What do we do that? Your mom does not like your husband, because he was "Slacker," "slacker", you will not respects, not raising children, but only eats and sleeps? It's all excuses. In fact, she does not like him because he is not like your father. Every (or almost) the mother wants for her daughter such a husband, what she found for herself (unless of course he is not completely anti-social elements), and the choice of my mother's daughter is almost never satisfied. You know the old anecdote about how one woman almost simultaneously married daughter and son zhenila? ... The story of zyate - "He's such a clever - and coffee in bed, my daughter will bring, and diapers to wash and prepare breakfast, and earns a lot, it gives all the flowers, all sorts of gifts ..." and the story of the daughter - "lazy! Diaper baby does not erase all waiting for the son from work will come to the store itself will never go, squandering money and more attention to their demands, hussy! ".

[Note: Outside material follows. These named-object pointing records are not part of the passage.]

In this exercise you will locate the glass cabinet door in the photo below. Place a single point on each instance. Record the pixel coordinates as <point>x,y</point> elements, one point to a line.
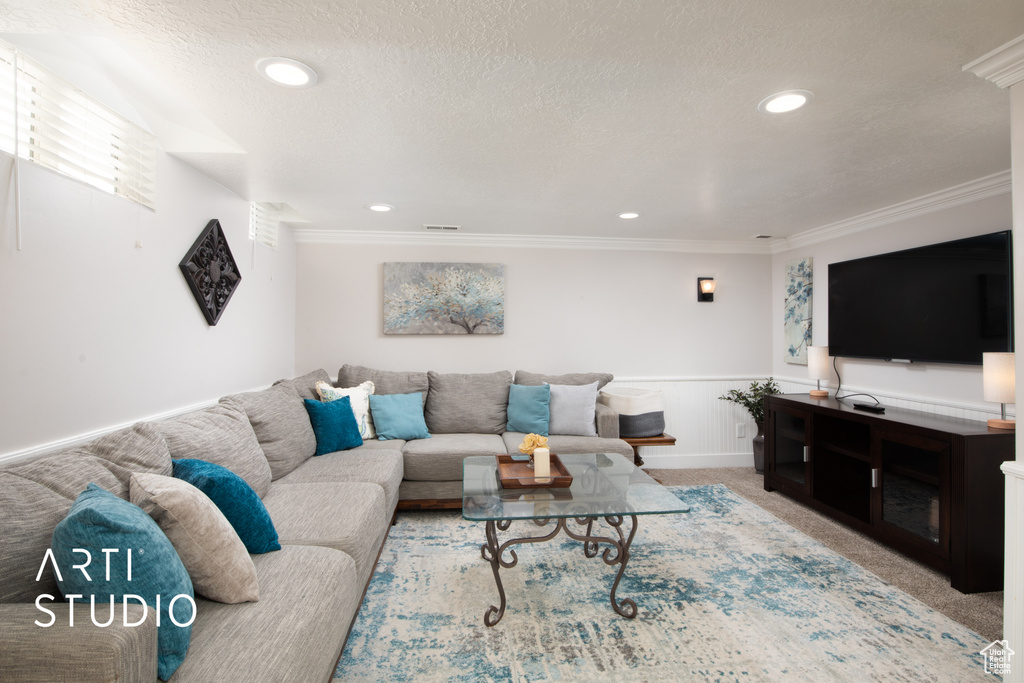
<point>791,443</point>
<point>913,488</point>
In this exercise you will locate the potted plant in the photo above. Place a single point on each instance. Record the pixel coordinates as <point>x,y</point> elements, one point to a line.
<point>754,400</point>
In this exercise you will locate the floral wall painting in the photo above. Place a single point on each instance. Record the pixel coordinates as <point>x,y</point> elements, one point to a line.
<point>443,298</point>
<point>797,325</point>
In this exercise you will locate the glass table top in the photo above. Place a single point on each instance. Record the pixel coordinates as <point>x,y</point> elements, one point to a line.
<point>603,484</point>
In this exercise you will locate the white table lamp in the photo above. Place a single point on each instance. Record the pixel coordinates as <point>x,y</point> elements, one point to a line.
<point>817,369</point>
<point>997,377</point>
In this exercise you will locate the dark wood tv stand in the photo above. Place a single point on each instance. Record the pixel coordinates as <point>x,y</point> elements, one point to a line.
<point>929,486</point>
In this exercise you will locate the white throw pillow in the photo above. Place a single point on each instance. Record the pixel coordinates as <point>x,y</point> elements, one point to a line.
<point>573,409</point>
<point>358,396</point>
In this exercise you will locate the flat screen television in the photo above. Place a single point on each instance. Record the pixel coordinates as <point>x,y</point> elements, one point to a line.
<point>947,302</point>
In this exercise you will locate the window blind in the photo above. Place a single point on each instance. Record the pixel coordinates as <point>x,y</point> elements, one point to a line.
<point>64,129</point>
<point>263,224</point>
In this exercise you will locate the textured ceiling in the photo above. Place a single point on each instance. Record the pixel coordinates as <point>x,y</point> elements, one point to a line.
<point>549,118</point>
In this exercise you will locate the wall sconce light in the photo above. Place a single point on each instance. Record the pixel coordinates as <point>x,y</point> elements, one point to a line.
<point>706,289</point>
<point>998,381</point>
<point>817,369</point>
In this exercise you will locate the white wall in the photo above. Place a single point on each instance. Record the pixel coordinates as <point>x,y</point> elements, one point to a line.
<point>97,333</point>
<point>631,313</point>
<point>933,385</point>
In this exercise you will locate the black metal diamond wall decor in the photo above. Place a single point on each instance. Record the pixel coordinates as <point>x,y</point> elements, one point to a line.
<point>211,272</point>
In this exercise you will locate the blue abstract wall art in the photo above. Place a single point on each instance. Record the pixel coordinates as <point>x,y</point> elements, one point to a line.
<point>443,298</point>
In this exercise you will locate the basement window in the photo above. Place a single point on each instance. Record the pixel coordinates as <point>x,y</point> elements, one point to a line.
<point>263,224</point>
<point>64,129</point>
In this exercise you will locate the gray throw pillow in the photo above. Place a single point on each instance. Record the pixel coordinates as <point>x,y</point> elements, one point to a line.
<point>213,554</point>
<point>572,410</point>
<point>475,403</point>
<point>574,379</point>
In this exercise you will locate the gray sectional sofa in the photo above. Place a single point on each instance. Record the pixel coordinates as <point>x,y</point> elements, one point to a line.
<point>332,515</point>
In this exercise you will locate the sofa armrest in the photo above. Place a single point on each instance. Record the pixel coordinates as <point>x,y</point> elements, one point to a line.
<point>82,652</point>
<point>607,422</point>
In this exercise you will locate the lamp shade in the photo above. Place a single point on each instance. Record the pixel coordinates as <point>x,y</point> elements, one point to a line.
<point>817,363</point>
<point>998,378</point>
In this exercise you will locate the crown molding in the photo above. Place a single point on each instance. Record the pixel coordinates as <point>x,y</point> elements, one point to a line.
<point>1004,66</point>
<point>392,239</point>
<point>982,188</point>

Well, what is? Familiar? So it's nothing, flowers! Much worse when acrimony and mother-in-law passes all bounds, and becomes an open confrontation. What to do with you? Include intelligence, and tried in his vast piggy bank to find the nuggets of wisdom that will help us with honor and no losses out of a difficult situation.
There are several options:
1) make a scandal with her husband smashing dishes and shouting, "Why do you hate my mom!" - No comment
2) to collect "the council at Fili" - all parties to the conflict and try to resolve the situation through peaceful means
3) talk with her husband and mother separately, and to agree with everyone - my mother about that she did not interfere with your family, and her husband to embrace the "nonaggression pact" - you do not touch his mother, and he your
4) of your choice - and try not to forget his wisdom
Have you noticed that, and this case it was not about the Pope? Who can answer - why father-in-law almost always able to reach consensus (assuming that one or the other is not a complete bastard, of course)? Mystery of nature? Or simply easier for men to agree? I can not say. Single opinion on that score neither I nor my friends married ladies and was not found. With other relatives as something simpler - with no such direct contact with both parents. You are in themselves, by themselves. You can, of course, "family friends", but it will be just friendship, not family relationships. So there is one rule - "do not second pit to the other ...." And finally, just want to say - now that we are not given to choose their relatives, only one solution - to put up with them as a necessary evil. In the end, blood is not water. Not necessarily to love them, but to maintain communication and strengthen the bonds - it is our duty and sacred duty. Family - your rear pillar and support, and how it will largely depend on you.